FU UNA VERA RIVOLUZIONE: la genetica delle
popolazioni era in grado di costruire un «albero genealogico» capace di
raccontare la nostra storia – e quella di tutti gli esseri viventi – attraverso
il Dna. Come gli astronomi – la disciplina a cui il padre l’aveva voluto
appassionare da bambino – osservano oggi negli astri e nelle galassie lontane
cose accadute nel passato, così, grazie a Cavalli Sforza, anche i genetisti
possono osservare oggi nel Dna la firma di eventi accaduti migliaia di anni fa,
e da lì trarre conclusioni sulla storia delle popolazioni. Non solo: nel suo
famoso saggio Geni,
popoli e lingue (1996), usando anche la demografia, traccia un
parallelismo fra le linee filogenetiche delle popolazioni mondiali, la
linguistica e l’archeologia e ne osserva la sostanziale sovrapponibilità. Non è
solo il primo «atlante genetico» dell’umanità. Le tre discipline raccontano
tutte coerentemente la storia dei popoli sulla terra: una storia di migrazioni
e meticciati, con buona pace dei salvini di tutta Europa.
E c’è una seconda conclusione altrettanto attuale. Proprio
mentre si stava portando a termine il Progetto Genoma Umano che avrebbe
sequenziato per la prima volta il nostro Dna, Cavalli Sforza coordinò un
progetto complementare, ma per studiare la diversità del genoma umano (Human
Genome Diversity Project), e cioè quello che ci rende differenti. E che invece,
ineluttabilmente, gettò le basi per smontare per sempre l’idea di «razza».

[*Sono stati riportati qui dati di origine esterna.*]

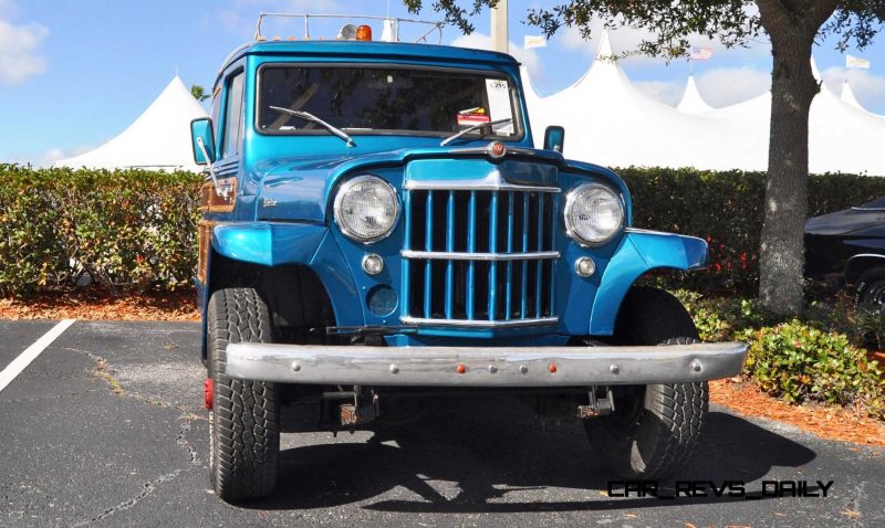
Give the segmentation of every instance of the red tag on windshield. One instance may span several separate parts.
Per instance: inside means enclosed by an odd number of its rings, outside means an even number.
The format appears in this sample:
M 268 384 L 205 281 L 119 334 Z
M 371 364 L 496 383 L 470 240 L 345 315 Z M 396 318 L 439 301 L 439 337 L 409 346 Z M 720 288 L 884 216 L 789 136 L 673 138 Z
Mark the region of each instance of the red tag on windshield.
M 470 114 L 458 114 L 458 126 L 469 127 L 479 123 L 489 123 L 491 117 L 488 114 L 480 114 L 478 112 Z

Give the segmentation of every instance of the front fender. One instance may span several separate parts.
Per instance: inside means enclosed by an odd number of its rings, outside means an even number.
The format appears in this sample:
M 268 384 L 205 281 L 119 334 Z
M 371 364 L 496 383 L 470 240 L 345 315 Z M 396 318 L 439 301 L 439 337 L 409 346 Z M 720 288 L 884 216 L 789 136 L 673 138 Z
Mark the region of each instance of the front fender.
M 627 289 L 650 270 L 702 270 L 707 264 L 707 243 L 694 236 L 628 229 L 608 265 L 605 266 L 593 311 L 590 334 L 610 336 Z
M 235 261 L 277 266 L 313 260 L 329 229 L 300 223 L 246 222 L 216 225 L 212 249 Z

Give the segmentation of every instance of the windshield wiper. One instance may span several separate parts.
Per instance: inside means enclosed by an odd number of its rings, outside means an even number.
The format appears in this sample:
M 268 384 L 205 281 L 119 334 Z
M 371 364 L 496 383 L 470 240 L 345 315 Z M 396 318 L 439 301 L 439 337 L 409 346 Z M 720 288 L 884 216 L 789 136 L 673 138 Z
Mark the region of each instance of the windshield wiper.
M 459 130 L 458 134 L 447 137 L 439 144 L 440 147 L 445 147 L 446 145 L 450 144 L 451 141 L 458 139 L 459 137 L 464 136 L 465 134 L 470 134 L 473 130 L 479 130 L 480 128 L 485 127 L 493 127 L 494 125 L 500 125 L 502 123 L 510 123 L 512 122 L 512 117 L 504 117 L 503 119 L 497 119 L 489 123 L 477 123 L 476 125 L 470 125 L 469 127 L 465 128 L 464 130 Z
M 336 127 L 335 125 L 330 125 L 329 123 L 320 119 L 319 117 L 309 112 L 291 110 L 289 108 L 283 108 L 280 106 L 271 106 L 270 108 L 277 112 L 282 112 L 283 114 L 289 114 L 290 116 L 295 116 L 299 119 L 304 119 L 305 122 L 315 123 L 321 127 L 325 128 L 326 130 L 331 131 L 334 136 L 340 137 L 343 141 L 346 141 L 348 147 L 356 147 L 356 144 L 353 142 L 353 138 L 348 136 L 347 133 Z

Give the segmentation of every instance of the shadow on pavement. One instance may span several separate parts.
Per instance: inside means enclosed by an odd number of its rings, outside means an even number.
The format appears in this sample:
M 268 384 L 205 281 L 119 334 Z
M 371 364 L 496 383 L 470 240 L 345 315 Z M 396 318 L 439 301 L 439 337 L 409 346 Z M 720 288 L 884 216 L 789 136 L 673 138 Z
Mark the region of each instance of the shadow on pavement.
M 608 481 L 617 477 L 591 451 L 583 427 L 575 422 L 544 430 L 530 412 L 517 409 L 518 404 L 504 398 L 454 400 L 434 404 L 409 425 L 376 431 L 365 443 L 283 451 L 277 493 L 242 506 L 327 508 L 371 499 L 398 486 L 405 490 L 397 489 L 394 498 L 363 507 L 405 513 L 520 513 L 743 500 L 604 497 Z M 774 466 L 796 467 L 816 456 L 802 444 L 731 414 L 711 412 L 707 425 L 695 463 L 680 479 L 749 483 Z M 551 497 L 539 501 L 548 496 L 548 488 L 583 490 L 580 497 L 585 500 Z M 750 498 L 762 498 L 753 493 L 748 486 Z

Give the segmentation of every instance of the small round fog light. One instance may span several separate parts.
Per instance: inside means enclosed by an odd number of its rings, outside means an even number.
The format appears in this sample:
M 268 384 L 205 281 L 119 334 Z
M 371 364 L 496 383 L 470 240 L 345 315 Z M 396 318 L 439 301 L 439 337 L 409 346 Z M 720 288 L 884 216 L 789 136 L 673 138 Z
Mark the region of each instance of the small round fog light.
M 580 277 L 589 277 L 596 273 L 596 263 L 589 256 L 582 256 L 574 261 L 574 273 Z
M 384 260 L 374 253 L 363 257 L 363 271 L 369 275 L 377 275 L 384 270 Z

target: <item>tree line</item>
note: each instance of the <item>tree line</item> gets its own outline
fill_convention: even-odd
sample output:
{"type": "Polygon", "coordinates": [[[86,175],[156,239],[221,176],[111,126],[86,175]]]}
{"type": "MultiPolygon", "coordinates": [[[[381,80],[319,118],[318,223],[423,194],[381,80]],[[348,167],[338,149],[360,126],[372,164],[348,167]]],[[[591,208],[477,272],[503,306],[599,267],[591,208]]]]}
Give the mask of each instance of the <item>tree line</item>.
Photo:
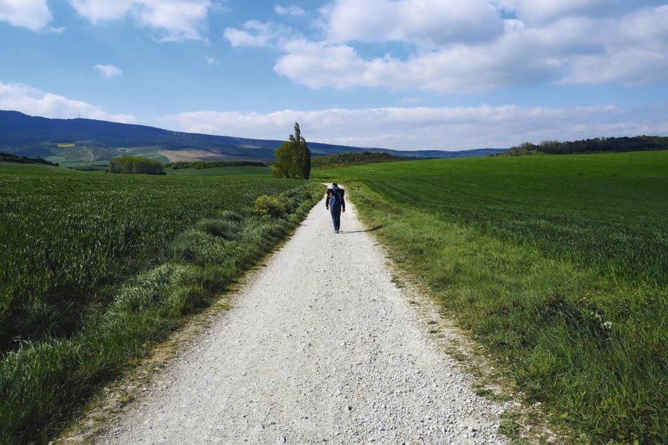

«Il razzismo», dissero lui e la sua collega nel progetto
diversità Mary-Clair King in una famosa audizione davanti al Senato americano
del 1993, «è un antico flagello dell’umanità». Il team scientifico guidato da
Cavalli Sforza dimostrò infatti che gli esseri umani sono piuttosto omogenei
geneticamente, che «i gruppi che formano la popolazione umana non sono
nettamente separati, ma costituiscono un continuum. Le differenze nei geni
all’interno di gruppi accomunati da alcune caratteristiche fisiche visibili
sono pressoché identiche a quelle tra i vari gruppi, e inoltre le differenze
tra singoli individui sono più importanti di quelle che si vedono fra gruppi
razziali», come scrive efficacemente in Chi
siamo. La storia della diversità umana (1995). In altre
parole, il mio vicino potrebbe essere più diverso da me, geneticamente, di un
aborigeno australiano.
MA CAVALLI SFORZA, convinto della forza
dell’evidenza scientifica, non era un illuso. E nello stesso libro ricordava:
«Pensiamo che la scienza sia obiettiva. La scienza è modellata dalla società
perché è un’attività umana produttiva che richiede tempo e denaro, e dunque è
guidata e diretta da quelle forze che nel mondo esercitano il controllo sul
denaro e sul tempo. Le forze sociali ed economiche determinano in larga misura
ciò che la scienza fa e come lo fa».